This colab notebook demonstrates how to use [sherpa][sherpa]
for offline (i.e., non-streaming) speech recognition.

It includes:
- How to setup the environment
- How to download pre-trained models
- How to use the pre-trained models for speech recognition

**Caution**: We will use CPU for demonstration, though [sherpa][sherpa] supports GPU.
The reason for not using GPU in this notebook is that Google colab  changes constantly the installed PyTorch and CUDA version, which would break this colab notebook if we were using GPU.

[sherpa]: https://github.com/k2-fsa/sherpa

# Setup the environment

## Install PyTorch

Instead of using the default installed PyTorch, we use the latest PyTorch, `torch 1.13.1`, as of today (2023.01.05) so that this colab notebook will still work in case Google changes the default version of installed PyTorch.

In [1]:
! python3 --version

Python 3.8.16


First, uninstall the default PyTorch installed by Google colab:

In [2]:
! pip uninstall -y torch torchaudio torchvision torchtext fastai

Found existing installation: torch 1.13.0+cu116
Uninstalling torch-1.13.0+cu116:
  Successfully uninstalled torch-1.13.0+cu116
Found existing installation: torchaudio 0.13.0+cu116
Uninstalling torchaudio-0.13.0+cu116:
  Successfully uninstalled torchaudio-0.13.0+cu116
Found existing installation: torchvision 0.14.0+cu116
Uninstalling torchvision-0.14.0+cu116:
  Successfully uninstalled torchvision-0.14.0+cu116
Found existing installation: torchtext 0.14.0
Uninstalling torchtext-0.14.0:
  Successfully uninstalled torchtext-0.14.0
Found existing installation: fastai 2.7.10
Uninstalling fastai-2.7.10:
  Successfully uninstalled fastai-2.7.10


Second, let us install the latest PyTorch `1.13.1` as of today (2023.01.05).
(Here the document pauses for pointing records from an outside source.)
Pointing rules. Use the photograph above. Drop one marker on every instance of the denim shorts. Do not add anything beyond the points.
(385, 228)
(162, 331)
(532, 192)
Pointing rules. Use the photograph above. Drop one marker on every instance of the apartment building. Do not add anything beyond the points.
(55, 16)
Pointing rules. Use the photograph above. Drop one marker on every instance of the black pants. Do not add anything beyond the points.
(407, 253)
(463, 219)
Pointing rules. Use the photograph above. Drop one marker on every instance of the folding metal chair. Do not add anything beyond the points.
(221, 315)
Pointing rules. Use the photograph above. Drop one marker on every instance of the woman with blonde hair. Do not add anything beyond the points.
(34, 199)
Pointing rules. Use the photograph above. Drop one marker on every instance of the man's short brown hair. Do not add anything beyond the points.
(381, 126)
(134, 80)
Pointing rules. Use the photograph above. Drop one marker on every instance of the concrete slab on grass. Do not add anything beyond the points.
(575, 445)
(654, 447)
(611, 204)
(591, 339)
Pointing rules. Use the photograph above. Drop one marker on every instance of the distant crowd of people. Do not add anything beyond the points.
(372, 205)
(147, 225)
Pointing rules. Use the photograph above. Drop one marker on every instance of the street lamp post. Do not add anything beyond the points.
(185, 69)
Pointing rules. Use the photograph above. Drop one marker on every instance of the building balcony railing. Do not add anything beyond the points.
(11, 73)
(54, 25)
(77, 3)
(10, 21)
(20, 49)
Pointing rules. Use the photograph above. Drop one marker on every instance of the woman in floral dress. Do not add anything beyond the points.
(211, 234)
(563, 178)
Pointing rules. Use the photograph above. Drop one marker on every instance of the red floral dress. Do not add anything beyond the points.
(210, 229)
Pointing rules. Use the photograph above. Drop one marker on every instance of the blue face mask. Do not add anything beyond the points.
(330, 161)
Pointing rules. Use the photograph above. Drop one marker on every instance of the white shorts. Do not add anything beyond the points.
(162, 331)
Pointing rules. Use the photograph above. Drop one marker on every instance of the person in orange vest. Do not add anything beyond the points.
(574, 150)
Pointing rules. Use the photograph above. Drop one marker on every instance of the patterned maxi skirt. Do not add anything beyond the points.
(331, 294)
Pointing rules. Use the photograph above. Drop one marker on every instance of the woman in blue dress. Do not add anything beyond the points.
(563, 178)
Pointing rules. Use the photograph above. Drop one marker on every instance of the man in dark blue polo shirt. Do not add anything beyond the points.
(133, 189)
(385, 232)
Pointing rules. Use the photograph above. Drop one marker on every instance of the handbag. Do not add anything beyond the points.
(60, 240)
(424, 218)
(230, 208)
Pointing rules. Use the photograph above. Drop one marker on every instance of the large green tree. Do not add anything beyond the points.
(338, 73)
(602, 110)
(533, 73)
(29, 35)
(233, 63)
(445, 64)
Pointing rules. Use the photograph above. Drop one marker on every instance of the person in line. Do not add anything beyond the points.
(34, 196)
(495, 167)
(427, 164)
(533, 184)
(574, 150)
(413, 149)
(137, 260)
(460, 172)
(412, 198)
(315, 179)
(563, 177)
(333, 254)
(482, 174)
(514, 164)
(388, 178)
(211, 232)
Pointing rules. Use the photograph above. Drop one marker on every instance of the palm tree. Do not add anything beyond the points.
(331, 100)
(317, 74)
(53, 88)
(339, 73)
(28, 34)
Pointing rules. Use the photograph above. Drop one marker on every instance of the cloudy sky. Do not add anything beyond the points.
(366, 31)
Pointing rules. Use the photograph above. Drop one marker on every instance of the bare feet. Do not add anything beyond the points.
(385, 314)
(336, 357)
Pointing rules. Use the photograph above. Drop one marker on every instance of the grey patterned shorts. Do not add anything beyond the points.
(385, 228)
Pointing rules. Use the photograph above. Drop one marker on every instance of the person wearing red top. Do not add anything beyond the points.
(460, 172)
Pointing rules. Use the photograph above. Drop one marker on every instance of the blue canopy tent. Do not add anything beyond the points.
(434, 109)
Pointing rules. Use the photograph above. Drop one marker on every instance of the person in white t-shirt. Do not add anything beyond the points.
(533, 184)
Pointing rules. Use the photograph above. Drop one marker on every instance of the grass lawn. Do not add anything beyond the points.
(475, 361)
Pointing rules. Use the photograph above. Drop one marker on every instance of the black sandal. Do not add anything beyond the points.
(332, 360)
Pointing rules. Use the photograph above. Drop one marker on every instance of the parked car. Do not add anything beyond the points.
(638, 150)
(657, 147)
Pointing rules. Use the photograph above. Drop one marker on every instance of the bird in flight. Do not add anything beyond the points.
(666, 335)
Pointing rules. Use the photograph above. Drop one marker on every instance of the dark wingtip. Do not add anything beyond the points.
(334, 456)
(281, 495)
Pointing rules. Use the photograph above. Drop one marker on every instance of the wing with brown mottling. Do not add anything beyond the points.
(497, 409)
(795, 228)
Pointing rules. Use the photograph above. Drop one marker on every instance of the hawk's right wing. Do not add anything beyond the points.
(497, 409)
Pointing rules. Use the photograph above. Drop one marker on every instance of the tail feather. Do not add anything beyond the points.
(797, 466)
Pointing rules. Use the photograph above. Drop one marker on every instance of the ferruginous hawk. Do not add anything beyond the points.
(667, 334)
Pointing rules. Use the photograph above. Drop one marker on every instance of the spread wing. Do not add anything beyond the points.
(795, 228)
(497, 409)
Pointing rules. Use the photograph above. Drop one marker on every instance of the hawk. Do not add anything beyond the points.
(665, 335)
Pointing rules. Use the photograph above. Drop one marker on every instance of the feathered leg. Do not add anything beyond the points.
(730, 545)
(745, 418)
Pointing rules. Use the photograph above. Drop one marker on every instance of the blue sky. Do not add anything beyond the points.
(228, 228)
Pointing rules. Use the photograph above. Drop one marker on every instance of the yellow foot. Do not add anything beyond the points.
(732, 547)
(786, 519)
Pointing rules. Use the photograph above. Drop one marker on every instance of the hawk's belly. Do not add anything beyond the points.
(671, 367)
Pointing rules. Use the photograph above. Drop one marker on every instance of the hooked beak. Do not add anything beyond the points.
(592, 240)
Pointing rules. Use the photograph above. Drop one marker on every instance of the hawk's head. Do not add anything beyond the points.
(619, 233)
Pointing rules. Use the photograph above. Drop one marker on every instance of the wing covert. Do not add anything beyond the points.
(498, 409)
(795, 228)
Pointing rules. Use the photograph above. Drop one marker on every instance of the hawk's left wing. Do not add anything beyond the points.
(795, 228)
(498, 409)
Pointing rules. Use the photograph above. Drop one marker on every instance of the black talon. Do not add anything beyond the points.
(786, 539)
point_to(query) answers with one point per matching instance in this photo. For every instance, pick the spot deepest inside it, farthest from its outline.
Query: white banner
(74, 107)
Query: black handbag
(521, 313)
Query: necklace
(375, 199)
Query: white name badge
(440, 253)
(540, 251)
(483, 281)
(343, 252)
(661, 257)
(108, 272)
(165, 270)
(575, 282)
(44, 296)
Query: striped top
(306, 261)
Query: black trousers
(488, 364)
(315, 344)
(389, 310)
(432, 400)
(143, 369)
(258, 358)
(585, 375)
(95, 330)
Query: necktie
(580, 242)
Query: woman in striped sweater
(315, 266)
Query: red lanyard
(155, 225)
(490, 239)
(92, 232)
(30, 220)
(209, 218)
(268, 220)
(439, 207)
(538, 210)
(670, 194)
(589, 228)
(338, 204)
You can change it as you wish.

In [3]:
! pip install torch torchaudio --extra-index-url https://download.pytorch.org/whl/cpu

Looking in indexes: https://pypi.org/simple, https://us-python.pkg.dev/colab-wheels/public/simple/, https://download.pytorch.org/whl/cpu
Collecting torch
  Downloading https://download.pytorch.org/whl/cpu/torch-1.13.1%2Bcpu-cp38-cp38-linux_x86_64.whl (199.1 MB)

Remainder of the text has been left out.